A moderately floating exchange rate and coordination with other monetary authorities would also smooth the way ahead, they said.



“The policy combination of free capital flows plus a free exchange rate failed to completely ward off external shocks. Monetary policy became less independent and had to move passively along with the direction of Fed policy,” the authors said, referring to “failures” in Brazil, Russia and Indonesia.

“Irrespective of whether the exchange rate is a free float or fixed or in between, central banks have to manage capital movement. They also need to make currencies more flexible and coordinate policies with overseas counterparts,” the paper said.

The paper also shed light on some of the central bank’s operations to fend off speculators shorting the yuan. A few weeks after the China rattled the markets with a 2 per cent devaluation of the currency in August 2015, the PBOC asked banks to pay a 20 per cent deposit for foreign exchange forward contracts as a way to make it more expensive to bet on yuan depreciation, the paper said.

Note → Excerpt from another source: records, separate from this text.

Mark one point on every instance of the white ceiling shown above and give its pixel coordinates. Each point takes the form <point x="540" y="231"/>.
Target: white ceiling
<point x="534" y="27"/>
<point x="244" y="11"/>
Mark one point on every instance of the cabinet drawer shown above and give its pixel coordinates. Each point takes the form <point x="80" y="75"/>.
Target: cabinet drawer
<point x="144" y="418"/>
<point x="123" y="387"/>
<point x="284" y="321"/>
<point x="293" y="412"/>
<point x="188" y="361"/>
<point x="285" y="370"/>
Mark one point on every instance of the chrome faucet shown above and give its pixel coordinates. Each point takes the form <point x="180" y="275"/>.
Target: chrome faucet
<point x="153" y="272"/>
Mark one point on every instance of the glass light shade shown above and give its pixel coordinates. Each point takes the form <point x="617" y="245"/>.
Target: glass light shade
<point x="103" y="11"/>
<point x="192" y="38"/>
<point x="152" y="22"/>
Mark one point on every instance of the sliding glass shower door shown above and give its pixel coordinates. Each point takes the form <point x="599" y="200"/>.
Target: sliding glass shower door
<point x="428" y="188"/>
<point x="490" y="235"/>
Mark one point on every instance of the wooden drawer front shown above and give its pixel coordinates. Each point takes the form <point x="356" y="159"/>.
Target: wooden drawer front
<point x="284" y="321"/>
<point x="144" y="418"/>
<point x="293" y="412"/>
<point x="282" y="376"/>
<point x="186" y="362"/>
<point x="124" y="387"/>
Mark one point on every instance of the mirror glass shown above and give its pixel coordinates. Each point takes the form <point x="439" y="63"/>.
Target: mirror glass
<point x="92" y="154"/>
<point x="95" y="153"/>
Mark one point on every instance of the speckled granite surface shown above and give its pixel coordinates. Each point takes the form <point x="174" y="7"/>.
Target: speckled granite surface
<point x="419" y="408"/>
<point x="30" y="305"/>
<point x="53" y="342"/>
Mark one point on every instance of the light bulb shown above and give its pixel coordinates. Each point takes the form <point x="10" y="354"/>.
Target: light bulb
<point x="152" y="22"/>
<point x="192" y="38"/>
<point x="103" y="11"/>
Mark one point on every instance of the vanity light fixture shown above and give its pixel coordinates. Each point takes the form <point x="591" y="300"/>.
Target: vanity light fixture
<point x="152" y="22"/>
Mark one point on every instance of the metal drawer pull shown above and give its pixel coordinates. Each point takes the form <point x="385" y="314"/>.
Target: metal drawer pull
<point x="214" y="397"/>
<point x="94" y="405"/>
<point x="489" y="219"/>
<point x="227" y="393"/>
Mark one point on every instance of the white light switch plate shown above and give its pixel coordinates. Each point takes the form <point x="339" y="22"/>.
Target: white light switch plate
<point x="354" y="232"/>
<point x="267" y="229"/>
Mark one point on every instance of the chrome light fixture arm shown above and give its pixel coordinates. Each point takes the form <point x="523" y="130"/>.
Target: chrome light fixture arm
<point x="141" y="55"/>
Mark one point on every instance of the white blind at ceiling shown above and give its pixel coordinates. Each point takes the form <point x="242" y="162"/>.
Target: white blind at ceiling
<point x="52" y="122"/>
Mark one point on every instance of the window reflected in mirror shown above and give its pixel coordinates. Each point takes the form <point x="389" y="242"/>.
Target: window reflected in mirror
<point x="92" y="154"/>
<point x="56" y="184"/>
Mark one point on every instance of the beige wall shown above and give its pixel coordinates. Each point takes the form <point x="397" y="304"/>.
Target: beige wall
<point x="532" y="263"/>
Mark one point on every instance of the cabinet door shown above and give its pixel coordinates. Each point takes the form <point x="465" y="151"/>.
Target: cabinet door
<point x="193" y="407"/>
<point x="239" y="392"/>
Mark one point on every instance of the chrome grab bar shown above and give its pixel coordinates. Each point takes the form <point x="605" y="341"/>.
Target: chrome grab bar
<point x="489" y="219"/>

On January 25 last year, the PBOC also requested foreign banks lock up some of their deposits at domestic banks to make it more expensive for foreign speculative forces shorting the yuan. “Overseas speculators need to borrow yuan to short the currency, and the cost of borrowing the yuan is a key factor,” the paper said.

The Chinese currency has avoided sharp depreciation against the US dollar, and most institutions are forecasting a fall of just 3-5 per cent against the greenback for this year.

Beijing tightened capital controls in 2015 to stem the risks of capital outflows and a weakening yuan, making it harder for firms to send money abroad. The controls have raised concerns among foreign business operating on the China.

Sun and Li said Beijing could not only rely on capital controls to manage “external shocks” and it could afford more flexibility in the exchange rate.